Editors' Note: This article is part of the Patheos Public Square on the Spirituality of Sex. Read other perspectives here.

Sex is described as many things: it can be an act of passion for some, physical gratification for others, a necessity for procreation, an act of worship for people of faith, or some combination thereof. It is also a word and experience that is often loaded with many emotions: joy, love, and all too often, fear, shame, and stigma.

One of the challenges of beginning this conversation is that historically, sex and sexuality have been seen as uncomfortable subjects across most racial, ethnic, and religious communities. In Muslim communities, the strong notions of privacy and modesty are often conflated with the shaming of feeling sexual desire, which creates an environment hostile to open discourse, let alone operating outside of religious code.
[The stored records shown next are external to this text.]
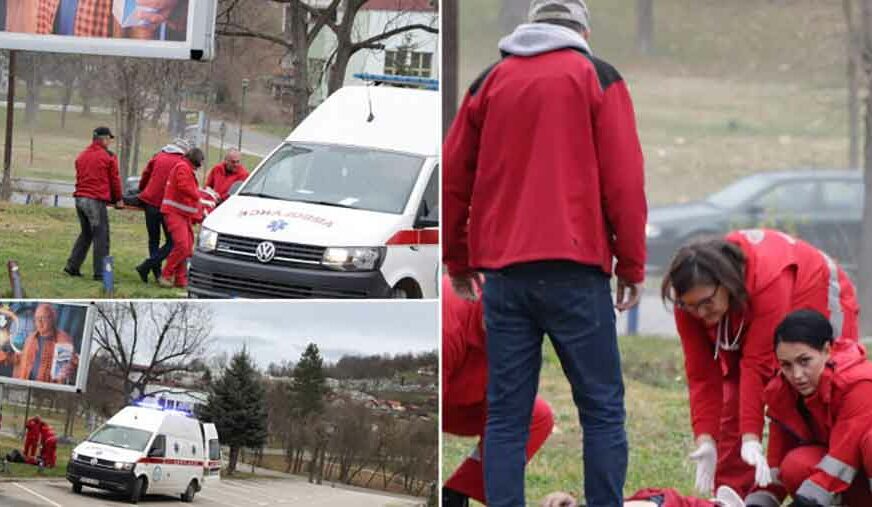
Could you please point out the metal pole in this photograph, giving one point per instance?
(450, 54)
(6, 187)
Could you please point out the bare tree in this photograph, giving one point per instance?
(645, 26)
(142, 342)
(865, 268)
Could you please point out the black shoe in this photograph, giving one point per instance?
(71, 272)
(142, 269)
(451, 498)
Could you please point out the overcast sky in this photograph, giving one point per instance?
(277, 331)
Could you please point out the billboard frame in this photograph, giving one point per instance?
(84, 351)
(199, 46)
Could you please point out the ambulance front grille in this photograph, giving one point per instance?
(289, 254)
(241, 287)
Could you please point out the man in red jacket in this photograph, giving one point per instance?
(464, 390)
(152, 186)
(180, 206)
(544, 187)
(97, 184)
(225, 174)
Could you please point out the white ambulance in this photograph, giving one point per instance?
(148, 450)
(346, 207)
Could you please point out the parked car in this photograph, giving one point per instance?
(823, 207)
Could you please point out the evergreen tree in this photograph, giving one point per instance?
(237, 406)
(309, 385)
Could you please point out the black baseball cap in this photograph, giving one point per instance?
(103, 131)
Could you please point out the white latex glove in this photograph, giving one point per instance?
(559, 500)
(752, 454)
(706, 458)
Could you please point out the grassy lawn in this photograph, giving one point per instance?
(658, 425)
(713, 105)
(56, 148)
(18, 470)
(40, 239)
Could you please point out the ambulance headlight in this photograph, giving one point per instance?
(208, 241)
(353, 258)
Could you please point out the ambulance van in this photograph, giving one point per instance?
(144, 450)
(346, 207)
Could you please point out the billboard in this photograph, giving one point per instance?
(45, 345)
(175, 29)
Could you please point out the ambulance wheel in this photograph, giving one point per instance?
(138, 490)
(188, 495)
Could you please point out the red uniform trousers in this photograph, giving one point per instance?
(799, 464)
(731, 470)
(470, 421)
(30, 445)
(182, 232)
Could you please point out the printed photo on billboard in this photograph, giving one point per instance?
(179, 29)
(45, 345)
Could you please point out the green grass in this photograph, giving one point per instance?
(733, 88)
(55, 148)
(658, 425)
(18, 470)
(40, 239)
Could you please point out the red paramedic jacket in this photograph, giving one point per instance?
(182, 195)
(782, 274)
(840, 413)
(464, 356)
(153, 182)
(543, 162)
(97, 174)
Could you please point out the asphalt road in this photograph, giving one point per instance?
(229, 493)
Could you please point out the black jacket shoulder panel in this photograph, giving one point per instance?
(606, 74)
(473, 88)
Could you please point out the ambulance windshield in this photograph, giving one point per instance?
(340, 176)
(120, 436)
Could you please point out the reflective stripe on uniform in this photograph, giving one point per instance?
(763, 499)
(812, 491)
(776, 476)
(179, 205)
(838, 469)
(834, 297)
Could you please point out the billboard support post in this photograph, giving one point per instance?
(6, 186)
(27, 406)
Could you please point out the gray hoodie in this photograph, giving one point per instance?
(532, 39)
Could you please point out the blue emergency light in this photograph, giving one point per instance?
(418, 82)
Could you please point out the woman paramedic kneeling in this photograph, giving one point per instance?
(729, 296)
(820, 434)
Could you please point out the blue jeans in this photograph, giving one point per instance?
(572, 304)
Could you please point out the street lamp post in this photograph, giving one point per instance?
(242, 111)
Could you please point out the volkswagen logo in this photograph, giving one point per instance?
(265, 251)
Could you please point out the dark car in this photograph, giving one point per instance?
(823, 207)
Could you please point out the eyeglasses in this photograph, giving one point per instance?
(706, 304)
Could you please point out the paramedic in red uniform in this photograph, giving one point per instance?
(152, 186)
(820, 434)
(181, 205)
(31, 436)
(543, 192)
(97, 184)
(225, 174)
(464, 391)
(49, 454)
(729, 296)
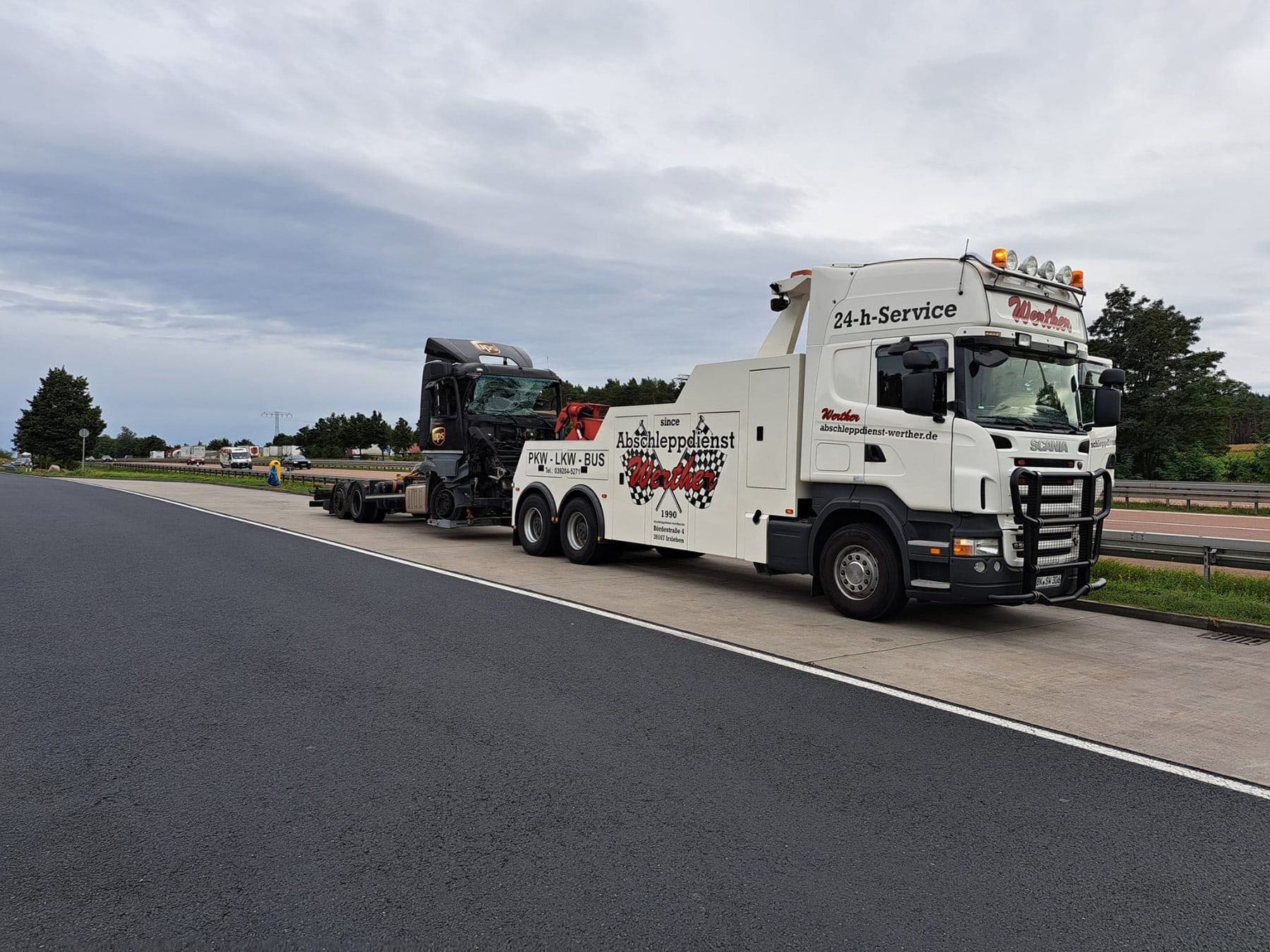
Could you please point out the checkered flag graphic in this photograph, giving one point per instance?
(708, 460)
(639, 494)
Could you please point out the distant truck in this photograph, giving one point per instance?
(235, 457)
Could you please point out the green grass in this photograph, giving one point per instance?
(217, 479)
(1213, 509)
(1238, 598)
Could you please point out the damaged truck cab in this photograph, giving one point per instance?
(479, 404)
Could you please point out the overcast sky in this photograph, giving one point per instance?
(219, 209)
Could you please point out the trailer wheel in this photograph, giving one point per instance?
(339, 501)
(539, 536)
(861, 574)
(358, 508)
(579, 535)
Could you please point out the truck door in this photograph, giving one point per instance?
(768, 434)
(911, 455)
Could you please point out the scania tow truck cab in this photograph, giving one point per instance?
(933, 442)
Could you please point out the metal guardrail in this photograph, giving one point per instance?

This lack of open, nuanced conversation has long-term consequences: it instills shame and unhealthy attitudes toward sex, which many women carry into their sexual relationships, both within the framework of marriage and outside of it. Islam, like many other faiths, has values around sex and sexuality, and most mainstream scholars would agree that the tradition emphasizes:

  1. Abstinence until marriage
  2. Modesty and privacy around sexual issues
  3. Mutual pleasure between partners, a sexual right that both men and women are granted

It is also noteworthy that Islam as a faith is sex-positive—sex is considered to be a sacred act of worship and the right to mutual pleasure is at the forefront—but cultural baggage and patriarchy has perpetuated attitudes of shame, stigma, and silence about sexuality. So what role does sexuality play in the life of the spirit? The current narrative is that sexuality and faith can be at odds with each other for those who may not operate within the above-mentioned religious code, but do they have to be? Have we created a safe, judgment-free space for all in our communities where individuals can explore values and expectations about sex while still feeling a sense of belonging to the faith community they identify with? Is it possible to have a values-based conversation on sex while still honoring personal agency? How can we reclaim the conversation to one that instills positive, healthy attitudes toward sex, instead of one laden with cultural baggage, patriarchy, and shame?
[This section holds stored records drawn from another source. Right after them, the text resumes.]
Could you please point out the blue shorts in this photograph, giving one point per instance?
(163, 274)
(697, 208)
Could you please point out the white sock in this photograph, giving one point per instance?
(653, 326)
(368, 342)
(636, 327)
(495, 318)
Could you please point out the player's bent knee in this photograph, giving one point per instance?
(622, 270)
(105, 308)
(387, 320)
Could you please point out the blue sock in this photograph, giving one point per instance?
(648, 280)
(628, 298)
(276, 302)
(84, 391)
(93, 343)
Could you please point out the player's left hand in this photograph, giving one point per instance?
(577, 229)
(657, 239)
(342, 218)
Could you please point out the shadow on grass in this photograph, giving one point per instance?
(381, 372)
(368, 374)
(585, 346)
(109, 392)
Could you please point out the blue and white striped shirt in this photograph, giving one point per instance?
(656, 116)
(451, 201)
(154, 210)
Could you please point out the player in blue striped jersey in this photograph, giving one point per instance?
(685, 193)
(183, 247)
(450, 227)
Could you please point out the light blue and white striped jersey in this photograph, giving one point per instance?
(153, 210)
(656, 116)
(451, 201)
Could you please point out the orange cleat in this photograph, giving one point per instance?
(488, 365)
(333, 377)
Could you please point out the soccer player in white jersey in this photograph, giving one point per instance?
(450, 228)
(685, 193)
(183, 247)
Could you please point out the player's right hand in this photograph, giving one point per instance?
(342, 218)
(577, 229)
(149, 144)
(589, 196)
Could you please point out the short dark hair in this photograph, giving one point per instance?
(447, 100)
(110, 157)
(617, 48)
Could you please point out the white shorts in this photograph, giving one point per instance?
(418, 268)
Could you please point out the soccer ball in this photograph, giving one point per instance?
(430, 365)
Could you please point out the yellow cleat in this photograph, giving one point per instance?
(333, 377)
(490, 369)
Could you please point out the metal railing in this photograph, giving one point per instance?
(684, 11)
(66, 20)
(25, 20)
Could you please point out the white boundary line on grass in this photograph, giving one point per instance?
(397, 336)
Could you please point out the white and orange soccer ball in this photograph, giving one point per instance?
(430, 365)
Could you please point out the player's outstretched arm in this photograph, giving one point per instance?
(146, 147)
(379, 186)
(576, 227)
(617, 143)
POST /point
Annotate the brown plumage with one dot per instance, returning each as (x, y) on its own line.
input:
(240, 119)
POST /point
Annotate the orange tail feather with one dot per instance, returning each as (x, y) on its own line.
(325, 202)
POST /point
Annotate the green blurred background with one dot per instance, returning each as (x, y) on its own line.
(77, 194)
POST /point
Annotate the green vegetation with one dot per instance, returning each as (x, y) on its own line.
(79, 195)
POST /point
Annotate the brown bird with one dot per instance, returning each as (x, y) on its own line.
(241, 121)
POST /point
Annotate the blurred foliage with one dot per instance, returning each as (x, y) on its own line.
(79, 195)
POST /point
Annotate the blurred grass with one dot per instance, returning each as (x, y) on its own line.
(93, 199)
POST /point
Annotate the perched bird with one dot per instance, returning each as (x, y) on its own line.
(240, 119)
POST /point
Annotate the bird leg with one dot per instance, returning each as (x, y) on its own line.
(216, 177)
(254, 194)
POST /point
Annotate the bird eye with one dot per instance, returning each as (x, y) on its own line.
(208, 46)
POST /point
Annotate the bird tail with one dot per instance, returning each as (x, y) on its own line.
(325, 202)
As the Executive Director of HEART Women & Girls, a nonprofit that promotes sexual heath in faith communities, my work demands that I ask these tough, uncomfortable questions. Often times, these questions are the pink elephant in the room. In secular spaces, sex positivity and feminism promote sexual freedom and tend to dismiss religious law that promotes ideals such as abstinence as oppressive. Despite the reality that Islam is historically a sex-positive faith, with numerous, detailed references in Quran, hadith, and other legalistic texts, current religious discourse often offers Muslims little space to openly ask questions and negotiate their sexual identities.
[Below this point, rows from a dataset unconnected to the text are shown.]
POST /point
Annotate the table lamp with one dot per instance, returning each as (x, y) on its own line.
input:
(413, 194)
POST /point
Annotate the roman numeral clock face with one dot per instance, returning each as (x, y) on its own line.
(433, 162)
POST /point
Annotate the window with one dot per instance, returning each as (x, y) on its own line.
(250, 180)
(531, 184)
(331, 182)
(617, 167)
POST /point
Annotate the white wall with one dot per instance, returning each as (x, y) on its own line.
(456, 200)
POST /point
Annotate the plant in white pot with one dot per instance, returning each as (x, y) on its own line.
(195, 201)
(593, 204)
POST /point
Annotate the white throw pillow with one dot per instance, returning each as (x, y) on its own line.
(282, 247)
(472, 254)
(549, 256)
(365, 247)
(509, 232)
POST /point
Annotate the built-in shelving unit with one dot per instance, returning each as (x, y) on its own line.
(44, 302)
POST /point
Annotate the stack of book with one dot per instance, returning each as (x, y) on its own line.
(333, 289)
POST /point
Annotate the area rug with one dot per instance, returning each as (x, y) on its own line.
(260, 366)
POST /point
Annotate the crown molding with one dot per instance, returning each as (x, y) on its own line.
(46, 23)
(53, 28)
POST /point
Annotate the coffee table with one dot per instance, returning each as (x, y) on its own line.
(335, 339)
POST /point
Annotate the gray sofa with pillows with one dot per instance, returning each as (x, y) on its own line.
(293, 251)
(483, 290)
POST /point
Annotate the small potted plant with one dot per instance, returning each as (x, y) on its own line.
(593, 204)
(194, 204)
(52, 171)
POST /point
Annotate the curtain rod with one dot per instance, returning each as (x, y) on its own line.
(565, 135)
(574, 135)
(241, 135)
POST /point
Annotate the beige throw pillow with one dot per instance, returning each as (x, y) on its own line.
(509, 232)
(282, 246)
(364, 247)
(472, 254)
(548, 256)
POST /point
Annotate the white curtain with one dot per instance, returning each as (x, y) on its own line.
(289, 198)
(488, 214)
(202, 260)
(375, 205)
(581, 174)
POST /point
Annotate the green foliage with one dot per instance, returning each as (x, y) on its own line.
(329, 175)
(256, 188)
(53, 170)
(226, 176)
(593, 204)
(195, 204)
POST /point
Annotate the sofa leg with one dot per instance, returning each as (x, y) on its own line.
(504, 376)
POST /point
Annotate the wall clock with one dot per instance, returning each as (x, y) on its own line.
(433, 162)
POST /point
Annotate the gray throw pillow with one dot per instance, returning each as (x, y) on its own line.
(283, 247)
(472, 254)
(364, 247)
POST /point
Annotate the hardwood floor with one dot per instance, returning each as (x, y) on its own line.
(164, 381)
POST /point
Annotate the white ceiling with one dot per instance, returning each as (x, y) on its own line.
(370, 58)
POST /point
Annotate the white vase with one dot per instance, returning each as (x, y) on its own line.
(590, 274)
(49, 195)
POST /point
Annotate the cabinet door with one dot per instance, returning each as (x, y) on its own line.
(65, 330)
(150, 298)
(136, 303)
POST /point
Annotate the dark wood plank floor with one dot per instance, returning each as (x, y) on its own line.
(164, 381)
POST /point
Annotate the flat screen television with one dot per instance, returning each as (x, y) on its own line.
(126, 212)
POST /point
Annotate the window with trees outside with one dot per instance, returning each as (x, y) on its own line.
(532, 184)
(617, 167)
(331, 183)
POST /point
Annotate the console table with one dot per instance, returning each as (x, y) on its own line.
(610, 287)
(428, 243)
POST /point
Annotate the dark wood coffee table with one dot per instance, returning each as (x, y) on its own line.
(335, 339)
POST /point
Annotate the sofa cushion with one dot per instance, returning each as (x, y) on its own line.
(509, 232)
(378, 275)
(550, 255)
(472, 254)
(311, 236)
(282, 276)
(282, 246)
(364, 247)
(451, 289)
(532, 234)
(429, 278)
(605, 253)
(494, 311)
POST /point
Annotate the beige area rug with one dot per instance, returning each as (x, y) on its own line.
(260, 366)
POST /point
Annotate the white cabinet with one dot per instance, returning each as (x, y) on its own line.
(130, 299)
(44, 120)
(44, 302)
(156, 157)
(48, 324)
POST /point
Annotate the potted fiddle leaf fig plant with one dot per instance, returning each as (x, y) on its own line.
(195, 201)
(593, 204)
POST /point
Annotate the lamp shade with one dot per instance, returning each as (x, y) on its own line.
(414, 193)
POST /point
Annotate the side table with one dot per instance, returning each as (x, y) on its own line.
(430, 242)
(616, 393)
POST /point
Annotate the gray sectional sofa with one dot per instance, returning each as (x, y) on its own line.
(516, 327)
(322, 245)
In fact, many Muslim scholars instead reinforce cultural and patriarchal stereotypes about female sexuality and pass them off as Islamic guidance. Consequently, many unmarried women, and even some married women, find themselves being denied their sexuality even as adults, being shamed and at times alienated when speaking openly about sexuality or sexual health concerns. And while I am certainly not arguing that Islamic law should be changed, I do believe it's time to address the topic of sex and sexuality with respect and dignity, to engage in nuanced, honest discussions, and to reclaim sexual decision making—both for those who choose to engage as well as those who choose to abstain—as a tool of empowerment. For example, many Muslims find their faith and Islamic guidelines empowering (and not oppressive), and work to incorporate them throughout their lives. There have been instances when individuals:

  1. Choose abstinence, or return to abstinence after being sexually active, for the sake of their faith.
  2. Explore romantic relationships and companionship in at a time when the age of marriage is delayed, but still strive to maintain their physical boundaries.